Tribute albums are often items to avoid -- well-meaning but sometimes sappy or self-absorbed affairs. Three new tribute CDs, though, and are worth your ears:
Various artists, "Rave On Buddy Holly" (Fantasy) (
) -- The spare twang and chugging rock style pioneered by lanky Texan Buddy Holly in the 1950s has been nurtured in succeeding generations by acts ranging from Marshall Crenshaw to the aptly named Raveonettes, and three of those generations gather here for a rollicking rave-up of Holly's classics.
Opening quietly, with delicate and faithful readings of "Dearest" (the Black Lips) and "Everyday" (Fiona Apple with Jon Brion), this collection quickly gets weird with none other than Paul McCartney. The Beatles were certainly influenced by Holly, and McCartney turns in a freewheeling run through "It's So Easy" that, thick with distorted vocals and hard riffs, sounds like something John Lennon would've included on his 1975 love letter to classic "Rock and Roll." It also ends with McCartney yelping through a goofy rant as if he were Wolfman Jack, drawing the song out to nearly five minutes -- twice the length of nearly any Holly cut.
Paul McCartney at "It's So Easy" (Buddy Holly Cover)

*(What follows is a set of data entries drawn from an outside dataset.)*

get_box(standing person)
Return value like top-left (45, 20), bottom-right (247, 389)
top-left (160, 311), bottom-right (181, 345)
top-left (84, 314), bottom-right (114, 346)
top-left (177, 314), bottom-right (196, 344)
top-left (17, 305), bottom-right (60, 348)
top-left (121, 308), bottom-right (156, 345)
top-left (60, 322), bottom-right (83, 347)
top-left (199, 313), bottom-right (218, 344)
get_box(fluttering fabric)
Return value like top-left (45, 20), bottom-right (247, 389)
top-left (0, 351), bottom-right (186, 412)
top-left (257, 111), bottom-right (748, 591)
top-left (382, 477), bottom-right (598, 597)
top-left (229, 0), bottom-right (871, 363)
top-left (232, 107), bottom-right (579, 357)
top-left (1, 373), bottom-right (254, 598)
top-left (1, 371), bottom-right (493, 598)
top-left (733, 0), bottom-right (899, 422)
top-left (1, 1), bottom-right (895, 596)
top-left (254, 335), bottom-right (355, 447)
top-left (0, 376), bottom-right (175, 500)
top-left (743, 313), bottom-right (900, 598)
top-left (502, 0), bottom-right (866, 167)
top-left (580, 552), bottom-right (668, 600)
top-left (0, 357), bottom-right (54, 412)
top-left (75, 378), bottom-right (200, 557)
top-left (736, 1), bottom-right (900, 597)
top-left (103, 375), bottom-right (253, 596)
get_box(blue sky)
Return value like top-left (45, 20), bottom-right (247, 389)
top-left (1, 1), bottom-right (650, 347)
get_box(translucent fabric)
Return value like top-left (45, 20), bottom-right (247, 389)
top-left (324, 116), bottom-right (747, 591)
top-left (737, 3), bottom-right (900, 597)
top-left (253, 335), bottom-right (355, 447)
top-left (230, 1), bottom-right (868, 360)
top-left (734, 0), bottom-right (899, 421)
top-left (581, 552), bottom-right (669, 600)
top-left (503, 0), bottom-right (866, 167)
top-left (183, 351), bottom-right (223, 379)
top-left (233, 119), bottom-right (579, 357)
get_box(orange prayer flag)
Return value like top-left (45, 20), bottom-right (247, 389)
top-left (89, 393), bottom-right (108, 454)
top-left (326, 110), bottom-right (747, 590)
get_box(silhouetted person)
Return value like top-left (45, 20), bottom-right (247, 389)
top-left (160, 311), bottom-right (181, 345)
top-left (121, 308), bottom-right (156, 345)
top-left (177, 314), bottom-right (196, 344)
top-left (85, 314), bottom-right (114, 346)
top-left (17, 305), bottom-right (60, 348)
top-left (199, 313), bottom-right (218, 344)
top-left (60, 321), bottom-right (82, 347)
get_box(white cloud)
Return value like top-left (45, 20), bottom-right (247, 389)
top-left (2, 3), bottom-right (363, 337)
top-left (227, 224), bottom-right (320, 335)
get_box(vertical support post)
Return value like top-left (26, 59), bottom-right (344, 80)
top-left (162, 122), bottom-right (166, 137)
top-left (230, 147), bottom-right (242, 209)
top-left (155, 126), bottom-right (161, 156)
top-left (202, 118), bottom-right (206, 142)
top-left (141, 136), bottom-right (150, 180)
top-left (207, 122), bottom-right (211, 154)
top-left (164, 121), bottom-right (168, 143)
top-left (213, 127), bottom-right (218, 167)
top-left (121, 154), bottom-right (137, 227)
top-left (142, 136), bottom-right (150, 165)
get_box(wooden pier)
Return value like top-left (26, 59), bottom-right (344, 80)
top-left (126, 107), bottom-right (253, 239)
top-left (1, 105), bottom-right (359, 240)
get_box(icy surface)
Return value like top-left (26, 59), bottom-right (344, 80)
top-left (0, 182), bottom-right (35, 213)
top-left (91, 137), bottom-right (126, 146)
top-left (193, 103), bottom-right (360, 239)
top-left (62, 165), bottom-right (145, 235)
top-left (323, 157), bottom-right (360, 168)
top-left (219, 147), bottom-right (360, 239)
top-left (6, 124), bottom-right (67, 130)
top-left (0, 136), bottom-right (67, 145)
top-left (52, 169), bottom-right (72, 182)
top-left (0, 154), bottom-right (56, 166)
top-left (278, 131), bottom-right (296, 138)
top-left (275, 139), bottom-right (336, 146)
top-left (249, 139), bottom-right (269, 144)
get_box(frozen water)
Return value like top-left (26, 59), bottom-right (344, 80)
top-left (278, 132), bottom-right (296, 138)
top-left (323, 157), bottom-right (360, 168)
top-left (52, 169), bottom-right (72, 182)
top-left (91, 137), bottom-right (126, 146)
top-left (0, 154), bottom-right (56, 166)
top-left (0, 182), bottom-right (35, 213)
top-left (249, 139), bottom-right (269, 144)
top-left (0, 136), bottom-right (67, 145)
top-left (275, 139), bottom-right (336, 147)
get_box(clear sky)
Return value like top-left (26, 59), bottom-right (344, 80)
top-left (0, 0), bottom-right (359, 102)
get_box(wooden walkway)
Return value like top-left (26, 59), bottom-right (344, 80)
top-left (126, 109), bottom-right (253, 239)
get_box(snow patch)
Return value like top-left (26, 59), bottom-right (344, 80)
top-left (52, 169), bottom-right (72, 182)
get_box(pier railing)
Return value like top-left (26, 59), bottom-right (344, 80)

Elsewhere, there are more interesting interpretations from intriguing choices -- Cee Lo Green's quick and flirty "(You're So Square) Baby, I Don't Care," My Morning Jacket's wonderfully delicate "True Love Ways" with a string section, the intriguing way Modest Mouse turns "That'll Be the Day" into a creepy threat, and the deftly controlled country-rock of John Doe's "Peggy Sue Got Married" -- and some requisite duds -- like the basic bar-band slop of Justin Townes Earle's "Maybe Baby," Patti Smith's droning ruination of "Words of Love" and Lou Reed's typically tuneless deconstruction of "Peggy Sue." Graham Nash, whose first band was named after Buddy, closes the overall worthwhile set with a sweet, sad, piano-and-strings arrangement of "Raining in My Heart." There's definitely enough here to make you say, "Oh Boy!"